El nuevo mediador internacional para Siria, el diplomático argelino Lajdar Brahimi, se reunió ayer en Damasco con miembros de la oposición interna tolerada por el régimen y hoy tiene previsto hacerlo con el presidente sirio, Bashar el Asad. El encuentro se celebrará justo el día en que se cumplen 18 meses del inicio de la revuelta, alentada por la primavera árabe e inicialmente pacífica, que ha acabado desembocando en una guerra civil.
Información publicada en la página 14 de la sección de Mundo de la edición impresa del día 15 de septiembre de 2012 VER ARCHIVO (.PDF)
El conflicto ha causado ya más de 27.000 muertos, en su mayoría civiles, según el opositor Observatorio Sirio de los Derechos Humanos (OSDH), y no hace más que arreciar. El jueves hubo 125 muertos y ayer proseguían los virulentos combates en la capital, Damasco, y en Alepo, la segunda ciudad del país.

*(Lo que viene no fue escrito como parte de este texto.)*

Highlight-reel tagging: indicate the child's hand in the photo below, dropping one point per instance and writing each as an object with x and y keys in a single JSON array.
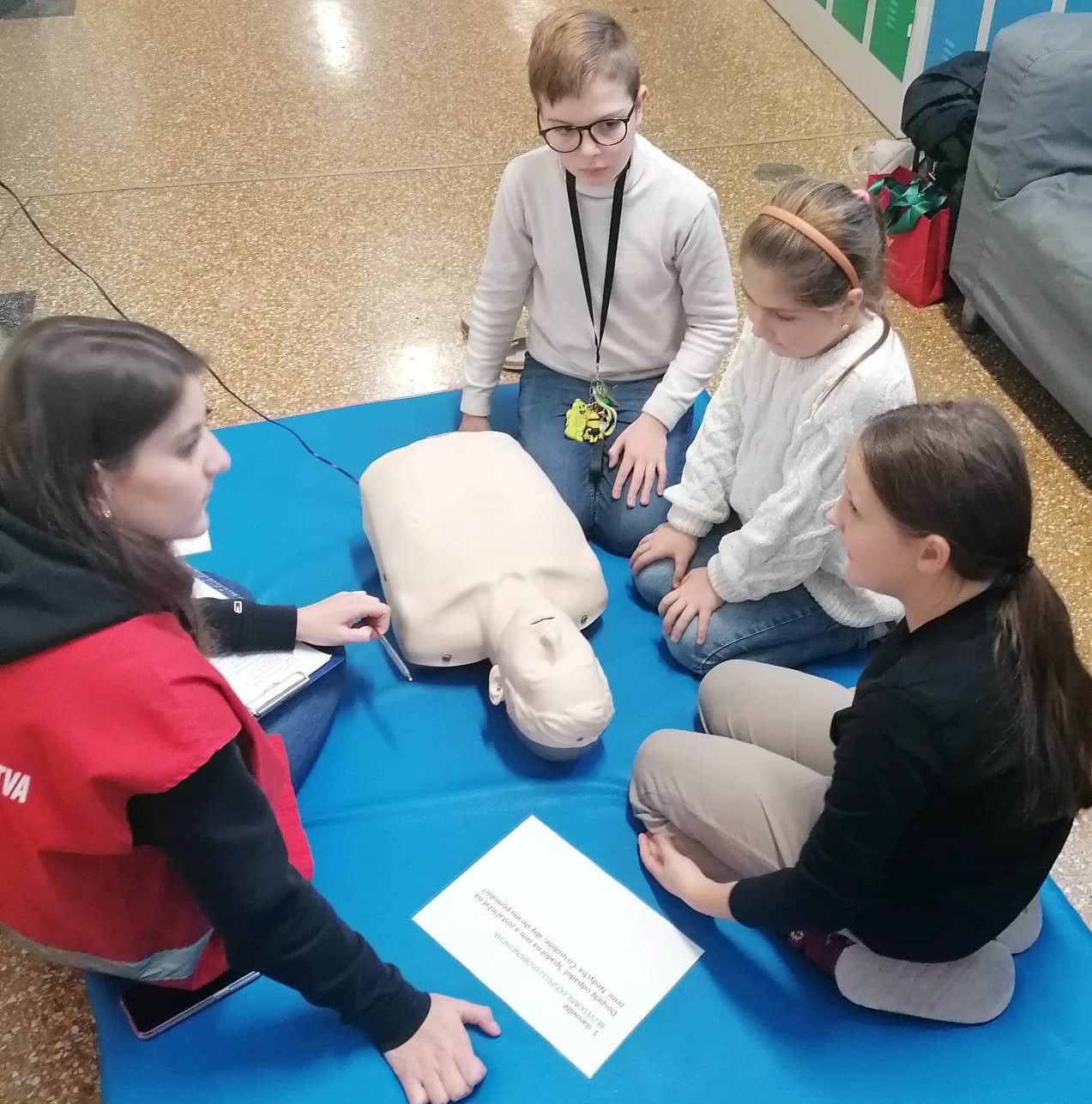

La visita de Brahimi a Siria es la primera que efectúa desde que, el pasado 1 de septiembre, asumió el cargo de mediador internacional en sustitución del exsecretario general de la ONU, Kofi Annan, quien dimitió tras el fracaso de su plan de paz. Brahimi es muy consciente de que la suya es casi una misión imposible y el jueves, a su llegada a Damasco, afirmó que la «gran crisis» que vive Siria «se está agravando».
La guerra siria no solo está teniendo un coste brutal en vidas humanas sino también graves consecuencias sociales. Marixie Mercado, portavoz de Unicef (el Fondo de las Naciones Unidas para la Infancia), afirmó ayer en Ginebra que más de 2.000 escuelas han sido dañadas o destruidas en el conflicto sirio y centenares más se utilizan como refugio para los desplazados internos o la gente que ha perdido sus viviendas. «Será un desafío inmenso asegurar la escolarización de los niños», afirmó Mercado, en vísperas del inicio del curso escolar que en Siria comienza mañana domingo.
El primer ministro turco, Recep Tayyip Erdogan, hizo ayer un nuevo llamamiento a la comunidad internacional para que aumente la presión sobre el régimen de Asad. «Un régimen que mata a su pueblo no es democrático; es dictatorial», dijo. Erdogan atribuyó parte de la responsabilidad de lo sucedido a Rusia y China por bloquear la aprobación de resoluciones en la ONU.